Indian agricultural cooperative in Telangana State

Rythu Samanvaya Samithi (RSS) also Farmers’ Coordination Committee is an agriculture cooperative set up by the Government of Telangana to transform agricultural activity, development and farmer welfare in the state. The farmer investment support scheme, Rythu Bandhu scheme is to be distributed through this committees at the village level. The Ex Chairman of Rythu Samanvaya Samithi is Palla Rajeshwar Reddy Ex MLC, Telangana Legislative Council.

==History==
The committees were announced at by the Chief Minister of Telangana, K. Chandrashekhar Rao. The committee came into existence on 26 February 2018. This scheme was held for farmers.

==Organization==
The organization with 1,61,000 farmer members in the state is formed.

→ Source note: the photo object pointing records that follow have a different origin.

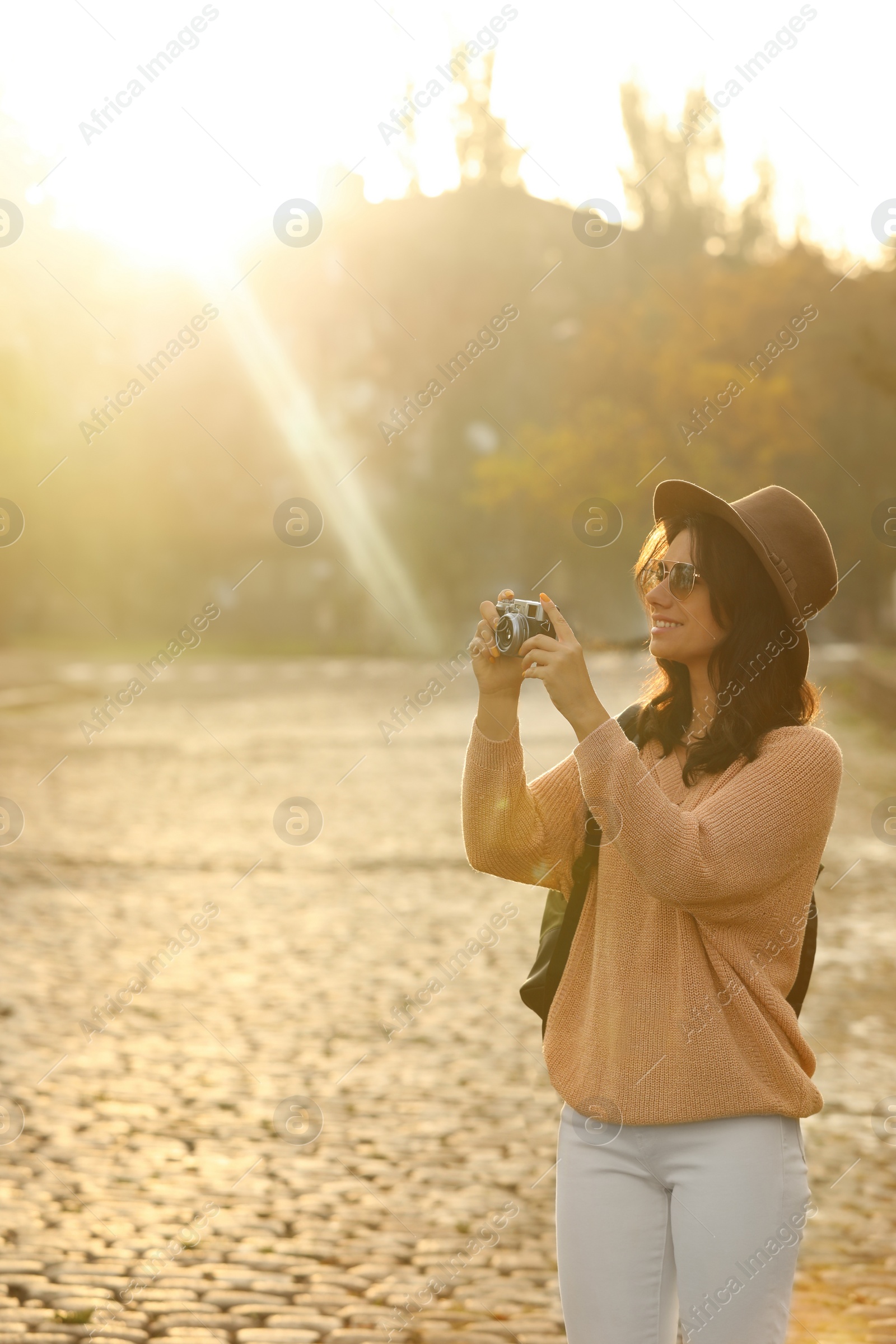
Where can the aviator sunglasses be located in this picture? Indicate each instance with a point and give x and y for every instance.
(680, 576)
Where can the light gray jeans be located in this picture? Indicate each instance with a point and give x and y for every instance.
(660, 1222)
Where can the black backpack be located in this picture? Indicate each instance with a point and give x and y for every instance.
(561, 918)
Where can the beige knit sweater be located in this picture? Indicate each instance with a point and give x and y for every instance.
(673, 1002)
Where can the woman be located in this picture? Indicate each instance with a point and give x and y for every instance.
(682, 1175)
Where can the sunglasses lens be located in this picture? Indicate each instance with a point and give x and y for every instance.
(682, 580)
(651, 576)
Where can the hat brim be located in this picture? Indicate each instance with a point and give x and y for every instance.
(675, 498)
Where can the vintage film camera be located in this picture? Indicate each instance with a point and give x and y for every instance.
(520, 620)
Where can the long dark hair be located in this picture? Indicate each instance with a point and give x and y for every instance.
(755, 670)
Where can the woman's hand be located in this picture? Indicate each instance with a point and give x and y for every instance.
(500, 678)
(561, 664)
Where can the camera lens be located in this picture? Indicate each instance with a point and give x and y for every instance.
(508, 633)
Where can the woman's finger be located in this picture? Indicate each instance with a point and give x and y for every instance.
(539, 642)
(486, 633)
(559, 623)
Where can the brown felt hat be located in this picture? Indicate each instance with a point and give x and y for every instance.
(785, 534)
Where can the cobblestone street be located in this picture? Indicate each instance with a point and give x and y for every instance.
(155, 1144)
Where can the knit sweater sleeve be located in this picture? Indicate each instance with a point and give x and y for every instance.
(524, 832)
(765, 820)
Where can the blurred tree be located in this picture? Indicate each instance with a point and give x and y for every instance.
(484, 150)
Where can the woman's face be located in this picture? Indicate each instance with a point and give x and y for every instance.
(683, 629)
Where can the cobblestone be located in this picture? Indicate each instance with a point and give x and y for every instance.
(152, 1195)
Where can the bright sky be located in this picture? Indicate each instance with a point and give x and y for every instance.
(276, 95)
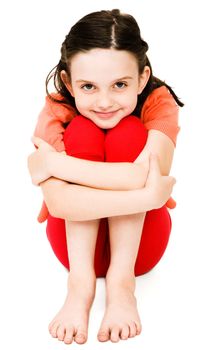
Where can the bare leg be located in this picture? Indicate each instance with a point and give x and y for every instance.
(72, 320)
(121, 319)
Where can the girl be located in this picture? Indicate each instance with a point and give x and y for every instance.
(115, 126)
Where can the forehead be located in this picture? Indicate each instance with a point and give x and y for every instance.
(99, 62)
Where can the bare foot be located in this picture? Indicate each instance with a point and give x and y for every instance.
(71, 322)
(121, 319)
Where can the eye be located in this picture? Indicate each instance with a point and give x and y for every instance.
(120, 84)
(87, 87)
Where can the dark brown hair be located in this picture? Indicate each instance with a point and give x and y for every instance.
(105, 29)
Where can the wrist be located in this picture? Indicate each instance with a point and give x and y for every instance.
(52, 163)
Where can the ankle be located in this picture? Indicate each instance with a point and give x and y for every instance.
(116, 279)
(85, 279)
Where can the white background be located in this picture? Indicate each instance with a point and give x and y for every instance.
(176, 300)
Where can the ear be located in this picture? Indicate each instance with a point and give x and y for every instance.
(143, 79)
(66, 80)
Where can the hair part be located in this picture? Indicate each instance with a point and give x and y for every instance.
(105, 30)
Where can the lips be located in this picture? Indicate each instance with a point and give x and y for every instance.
(105, 115)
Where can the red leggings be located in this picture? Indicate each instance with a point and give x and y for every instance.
(83, 139)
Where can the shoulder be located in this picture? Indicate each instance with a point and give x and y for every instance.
(59, 110)
(160, 112)
(159, 99)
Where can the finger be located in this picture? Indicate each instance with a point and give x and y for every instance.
(37, 141)
(154, 164)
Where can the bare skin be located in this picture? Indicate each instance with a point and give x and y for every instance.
(121, 319)
(71, 322)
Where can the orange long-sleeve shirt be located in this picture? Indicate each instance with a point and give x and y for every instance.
(159, 112)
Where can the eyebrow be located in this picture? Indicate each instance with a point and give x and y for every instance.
(91, 82)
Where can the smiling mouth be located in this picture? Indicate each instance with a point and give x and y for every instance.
(105, 115)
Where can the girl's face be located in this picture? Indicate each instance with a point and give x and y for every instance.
(105, 84)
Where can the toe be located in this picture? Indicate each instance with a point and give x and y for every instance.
(103, 334)
(133, 330)
(114, 337)
(69, 336)
(138, 327)
(125, 332)
(81, 336)
(61, 333)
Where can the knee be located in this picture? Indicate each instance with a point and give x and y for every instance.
(83, 139)
(126, 140)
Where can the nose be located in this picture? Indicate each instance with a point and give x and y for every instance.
(104, 101)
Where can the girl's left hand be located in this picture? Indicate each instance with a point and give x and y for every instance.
(38, 161)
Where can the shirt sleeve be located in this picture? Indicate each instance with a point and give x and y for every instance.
(50, 123)
(160, 112)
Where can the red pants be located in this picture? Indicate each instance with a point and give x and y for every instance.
(83, 139)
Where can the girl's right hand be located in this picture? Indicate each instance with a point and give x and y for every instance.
(159, 187)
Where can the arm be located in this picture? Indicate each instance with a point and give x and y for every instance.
(78, 203)
(45, 163)
(161, 145)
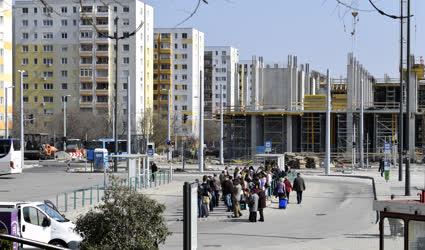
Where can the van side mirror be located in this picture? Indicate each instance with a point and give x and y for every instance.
(46, 222)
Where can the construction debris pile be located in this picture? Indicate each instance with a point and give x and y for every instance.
(301, 160)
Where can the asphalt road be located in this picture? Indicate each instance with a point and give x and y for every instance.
(333, 208)
(36, 184)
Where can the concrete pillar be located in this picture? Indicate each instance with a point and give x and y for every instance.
(289, 133)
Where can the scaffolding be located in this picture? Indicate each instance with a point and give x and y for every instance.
(385, 130)
(274, 131)
(341, 133)
(238, 137)
(311, 133)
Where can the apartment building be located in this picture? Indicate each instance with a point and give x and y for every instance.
(66, 50)
(220, 77)
(179, 73)
(6, 65)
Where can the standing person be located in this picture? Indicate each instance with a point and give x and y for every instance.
(299, 187)
(227, 192)
(236, 198)
(253, 207)
(262, 202)
(154, 169)
(288, 187)
(205, 195)
(217, 185)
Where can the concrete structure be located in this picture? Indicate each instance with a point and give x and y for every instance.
(291, 106)
(6, 65)
(220, 70)
(179, 69)
(65, 50)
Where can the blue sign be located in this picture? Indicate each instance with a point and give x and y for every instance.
(387, 148)
(268, 145)
(260, 149)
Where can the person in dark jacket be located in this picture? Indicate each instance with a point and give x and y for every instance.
(227, 192)
(262, 200)
(299, 187)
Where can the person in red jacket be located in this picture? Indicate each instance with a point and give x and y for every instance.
(288, 187)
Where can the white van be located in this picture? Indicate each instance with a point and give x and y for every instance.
(41, 222)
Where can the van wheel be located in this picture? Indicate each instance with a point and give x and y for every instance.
(58, 243)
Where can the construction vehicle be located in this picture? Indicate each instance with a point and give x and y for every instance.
(47, 151)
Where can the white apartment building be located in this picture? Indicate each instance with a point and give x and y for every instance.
(6, 66)
(222, 61)
(178, 72)
(65, 49)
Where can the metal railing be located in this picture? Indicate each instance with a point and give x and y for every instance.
(86, 197)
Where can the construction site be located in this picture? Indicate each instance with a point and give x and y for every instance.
(287, 107)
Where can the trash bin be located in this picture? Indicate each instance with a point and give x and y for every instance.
(101, 159)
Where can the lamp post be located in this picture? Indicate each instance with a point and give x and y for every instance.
(21, 73)
(64, 100)
(6, 122)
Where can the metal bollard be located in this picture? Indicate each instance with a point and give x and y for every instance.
(66, 202)
(75, 199)
(91, 196)
(83, 199)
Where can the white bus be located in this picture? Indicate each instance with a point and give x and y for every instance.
(10, 156)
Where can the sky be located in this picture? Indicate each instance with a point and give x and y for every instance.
(317, 31)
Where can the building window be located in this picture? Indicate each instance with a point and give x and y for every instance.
(47, 98)
(48, 61)
(47, 22)
(48, 86)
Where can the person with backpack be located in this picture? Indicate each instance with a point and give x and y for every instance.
(205, 193)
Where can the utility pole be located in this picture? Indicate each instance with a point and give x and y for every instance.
(400, 118)
(201, 125)
(64, 100)
(116, 95)
(22, 116)
(361, 141)
(128, 116)
(328, 125)
(221, 126)
(407, 183)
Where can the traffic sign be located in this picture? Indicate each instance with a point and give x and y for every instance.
(387, 148)
(268, 145)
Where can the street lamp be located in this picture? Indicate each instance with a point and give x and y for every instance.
(6, 122)
(22, 114)
(64, 100)
(169, 156)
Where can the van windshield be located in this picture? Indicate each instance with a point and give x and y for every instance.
(52, 213)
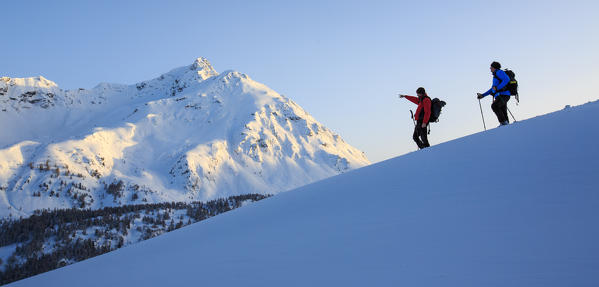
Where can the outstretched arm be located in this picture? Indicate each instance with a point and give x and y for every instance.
(410, 98)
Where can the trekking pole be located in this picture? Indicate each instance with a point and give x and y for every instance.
(508, 109)
(481, 114)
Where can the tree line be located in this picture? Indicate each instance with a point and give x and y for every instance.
(64, 227)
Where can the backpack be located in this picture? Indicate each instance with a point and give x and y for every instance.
(436, 106)
(512, 86)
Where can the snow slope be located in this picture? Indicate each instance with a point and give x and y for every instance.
(190, 134)
(513, 206)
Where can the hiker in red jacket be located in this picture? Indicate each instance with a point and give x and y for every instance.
(423, 114)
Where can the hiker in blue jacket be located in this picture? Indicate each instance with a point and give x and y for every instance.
(499, 92)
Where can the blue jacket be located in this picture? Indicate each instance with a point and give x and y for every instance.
(500, 80)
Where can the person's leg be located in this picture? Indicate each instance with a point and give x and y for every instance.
(496, 107)
(416, 137)
(423, 136)
(504, 108)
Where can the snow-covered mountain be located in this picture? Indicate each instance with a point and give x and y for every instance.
(190, 134)
(513, 206)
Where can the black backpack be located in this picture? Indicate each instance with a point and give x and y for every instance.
(436, 106)
(512, 86)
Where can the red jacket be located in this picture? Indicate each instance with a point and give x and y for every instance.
(425, 105)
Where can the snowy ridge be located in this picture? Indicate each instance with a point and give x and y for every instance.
(520, 215)
(190, 134)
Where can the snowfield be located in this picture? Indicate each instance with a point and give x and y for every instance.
(513, 206)
(190, 134)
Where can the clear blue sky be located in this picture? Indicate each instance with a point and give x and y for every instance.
(343, 61)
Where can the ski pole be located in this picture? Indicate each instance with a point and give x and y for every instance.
(481, 114)
(508, 109)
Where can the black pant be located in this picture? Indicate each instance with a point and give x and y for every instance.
(499, 107)
(420, 133)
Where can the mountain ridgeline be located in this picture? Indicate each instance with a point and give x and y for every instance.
(191, 134)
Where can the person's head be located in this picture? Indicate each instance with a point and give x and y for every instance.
(495, 66)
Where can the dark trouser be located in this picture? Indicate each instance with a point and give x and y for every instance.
(420, 133)
(499, 107)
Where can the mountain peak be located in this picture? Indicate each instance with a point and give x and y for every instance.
(203, 68)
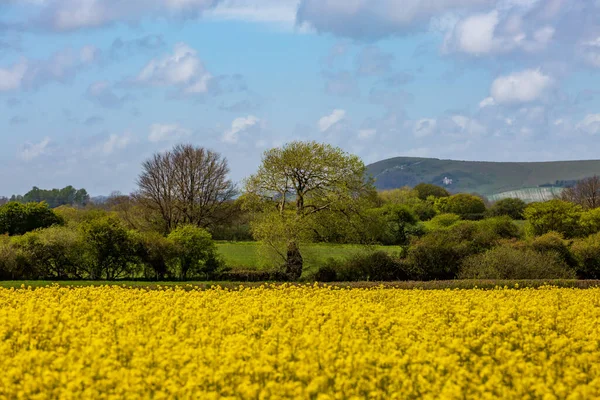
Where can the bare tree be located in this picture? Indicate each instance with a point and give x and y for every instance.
(187, 185)
(586, 193)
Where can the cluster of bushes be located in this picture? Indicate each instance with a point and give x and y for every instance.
(101, 248)
(493, 248)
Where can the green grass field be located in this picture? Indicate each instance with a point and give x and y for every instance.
(251, 255)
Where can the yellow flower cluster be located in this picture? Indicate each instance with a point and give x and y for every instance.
(299, 342)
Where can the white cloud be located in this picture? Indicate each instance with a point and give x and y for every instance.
(424, 127)
(475, 34)
(166, 132)
(34, 150)
(365, 134)
(520, 87)
(328, 121)
(62, 66)
(68, 15)
(487, 102)
(182, 69)
(369, 19)
(239, 125)
(11, 78)
(115, 143)
(590, 124)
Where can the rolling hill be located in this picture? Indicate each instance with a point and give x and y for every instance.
(528, 180)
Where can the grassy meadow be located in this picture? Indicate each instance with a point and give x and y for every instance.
(253, 255)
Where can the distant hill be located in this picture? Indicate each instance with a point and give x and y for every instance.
(528, 180)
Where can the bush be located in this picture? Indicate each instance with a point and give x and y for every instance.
(111, 252)
(465, 205)
(587, 253)
(425, 190)
(554, 215)
(195, 252)
(52, 253)
(375, 266)
(509, 263)
(513, 208)
(590, 222)
(18, 219)
(252, 276)
(441, 221)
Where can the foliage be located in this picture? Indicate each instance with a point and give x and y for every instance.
(369, 266)
(426, 190)
(194, 252)
(505, 262)
(299, 342)
(55, 197)
(319, 178)
(18, 219)
(53, 253)
(187, 185)
(554, 215)
(467, 206)
(590, 222)
(441, 221)
(585, 192)
(513, 208)
(587, 253)
(111, 252)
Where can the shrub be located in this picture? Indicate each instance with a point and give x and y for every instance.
(425, 190)
(438, 255)
(513, 208)
(18, 219)
(110, 249)
(553, 242)
(509, 263)
(554, 215)
(590, 222)
(252, 276)
(195, 252)
(465, 205)
(587, 253)
(375, 266)
(53, 253)
(441, 221)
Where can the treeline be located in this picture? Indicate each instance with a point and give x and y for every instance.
(54, 197)
(303, 192)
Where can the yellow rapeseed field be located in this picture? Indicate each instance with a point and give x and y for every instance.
(299, 342)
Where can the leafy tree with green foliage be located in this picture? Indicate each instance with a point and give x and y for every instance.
(18, 219)
(194, 251)
(401, 222)
(466, 205)
(426, 190)
(294, 186)
(54, 253)
(156, 252)
(55, 197)
(513, 208)
(554, 215)
(111, 252)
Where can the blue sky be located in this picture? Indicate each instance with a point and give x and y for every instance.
(91, 88)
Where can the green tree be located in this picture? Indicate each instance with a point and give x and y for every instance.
(513, 208)
(18, 219)
(294, 186)
(110, 249)
(194, 251)
(466, 205)
(55, 252)
(554, 215)
(425, 190)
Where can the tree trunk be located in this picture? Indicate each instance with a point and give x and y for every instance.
(293, 263)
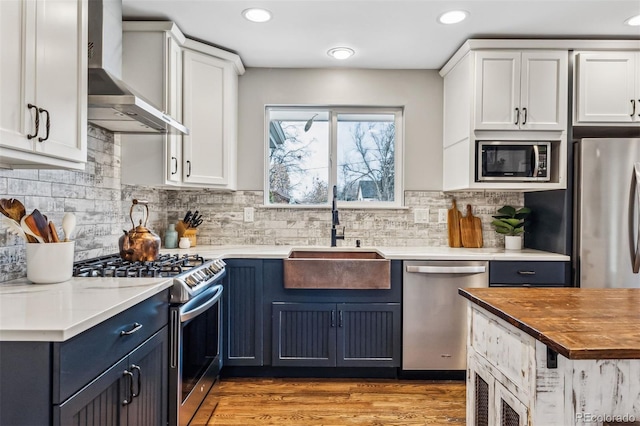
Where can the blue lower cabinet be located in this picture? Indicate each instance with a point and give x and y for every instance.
(336, 335)
(243, 318)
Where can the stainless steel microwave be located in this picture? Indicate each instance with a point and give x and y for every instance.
(514, 161)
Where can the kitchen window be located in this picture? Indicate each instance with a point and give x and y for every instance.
(309, 150)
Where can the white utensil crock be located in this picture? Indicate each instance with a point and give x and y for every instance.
(49, 263)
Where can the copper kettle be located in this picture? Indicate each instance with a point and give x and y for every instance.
(139, 244)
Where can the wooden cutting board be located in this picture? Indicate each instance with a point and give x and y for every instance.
(453, 226)
(471, 230)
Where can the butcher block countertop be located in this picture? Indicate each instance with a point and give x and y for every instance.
(576, 323)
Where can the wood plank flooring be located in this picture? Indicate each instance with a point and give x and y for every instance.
(332, 402)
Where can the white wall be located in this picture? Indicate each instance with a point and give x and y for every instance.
(418, 91)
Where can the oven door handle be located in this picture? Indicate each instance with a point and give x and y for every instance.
(187, 314)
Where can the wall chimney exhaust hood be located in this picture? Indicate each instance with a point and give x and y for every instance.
(112, 105)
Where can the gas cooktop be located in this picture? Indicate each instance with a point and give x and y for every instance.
(191, 273)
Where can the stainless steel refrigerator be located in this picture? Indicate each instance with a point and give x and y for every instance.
(607, 237)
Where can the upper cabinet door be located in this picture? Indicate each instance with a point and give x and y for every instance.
(544, 90)
(208, 88)
(606, 87)
(61, 77)
(497, 94)
(174, 103)
(16, 119)
(44, 62)
(521, 90)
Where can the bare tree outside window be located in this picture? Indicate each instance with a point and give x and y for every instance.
(298, 166)
(363, 145)
(366, 161)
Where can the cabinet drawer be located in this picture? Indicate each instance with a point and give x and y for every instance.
(84, 357)
(505, 273)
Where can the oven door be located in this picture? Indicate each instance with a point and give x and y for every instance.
(195, 358)
(512, 161)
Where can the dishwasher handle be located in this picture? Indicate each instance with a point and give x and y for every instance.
(480, 269)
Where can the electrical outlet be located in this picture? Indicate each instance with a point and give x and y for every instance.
(248, 214)
(442, 215)
(421, 216)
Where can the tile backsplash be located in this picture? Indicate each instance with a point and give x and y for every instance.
(101, 204)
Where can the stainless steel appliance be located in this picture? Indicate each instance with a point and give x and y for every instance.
(111, 103)
(195, 315)
(434, 325)
(606, 233)
(516, 161)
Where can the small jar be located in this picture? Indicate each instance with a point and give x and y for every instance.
(171, 237)
(184, 242)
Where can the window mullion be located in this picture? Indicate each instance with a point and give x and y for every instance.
(333, 151)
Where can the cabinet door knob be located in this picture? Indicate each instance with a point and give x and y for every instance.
(48, 124)
(129, 375)
(37, 119)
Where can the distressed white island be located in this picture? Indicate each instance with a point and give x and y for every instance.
(548, 357)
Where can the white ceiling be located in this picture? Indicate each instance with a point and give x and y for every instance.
(391, 34)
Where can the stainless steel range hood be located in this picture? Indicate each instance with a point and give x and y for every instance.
(112, 105)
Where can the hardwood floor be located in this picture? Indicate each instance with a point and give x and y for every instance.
(332, 402)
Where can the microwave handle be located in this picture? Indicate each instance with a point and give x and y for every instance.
(536, 161)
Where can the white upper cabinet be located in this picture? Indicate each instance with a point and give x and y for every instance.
(152, 66)
(607, 88)
(521, 90)
(44, 85)
(196, 84)
(210, 111)
(504, 90)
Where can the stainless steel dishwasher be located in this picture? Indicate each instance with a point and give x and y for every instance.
(434, 325)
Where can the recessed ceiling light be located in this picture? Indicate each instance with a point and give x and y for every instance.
(634, 21)
(453, 17)
(341, 52)
(255, 14)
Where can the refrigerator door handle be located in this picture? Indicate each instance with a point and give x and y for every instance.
(636, 258)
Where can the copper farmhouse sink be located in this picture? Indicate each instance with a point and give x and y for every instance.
(334, 269)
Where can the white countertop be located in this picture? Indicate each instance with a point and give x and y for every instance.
(58, 312)
(396, 253)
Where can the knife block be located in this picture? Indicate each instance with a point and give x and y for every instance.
(184, 231)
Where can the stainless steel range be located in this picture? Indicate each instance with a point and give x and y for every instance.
(195, 318)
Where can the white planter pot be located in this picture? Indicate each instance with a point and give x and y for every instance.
(513, 242)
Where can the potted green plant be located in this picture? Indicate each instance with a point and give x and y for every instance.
(510, 223)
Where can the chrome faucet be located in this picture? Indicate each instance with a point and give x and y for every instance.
(335, 221)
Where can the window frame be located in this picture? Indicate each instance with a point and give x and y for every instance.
(334, 111)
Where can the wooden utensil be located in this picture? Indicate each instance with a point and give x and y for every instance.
(43, 225)
(471, 230)
(12, 208)
(30, 228)
(453, 226)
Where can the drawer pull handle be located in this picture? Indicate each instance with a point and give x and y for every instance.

The Farmer Committees at different levels are:
- Village level - 15 members
- Mandal level - 24 members
- District level - 24 members
- State level - 42 members

The State level committee will have farmers, agricultural officers, scientists and experts as its members. An Agriculture Extension officer for every 5000 acres were appointed by the government.

==The Corporation==
The corporation was started as a non-profit organization. The duties and responsibilities for the members to play an active role in the agricultural operations; sowing the seeds, to selling the produce at Minimum Support Price (MSP).

Around 2,630 farmers’ association buildings will be constructed, one per every 5,000 acres, for the farmers to hold meetings, discuss and exchange views with other farmers. Mobile Soil Testing Labs would also operate from 137 Rythu Vedikas.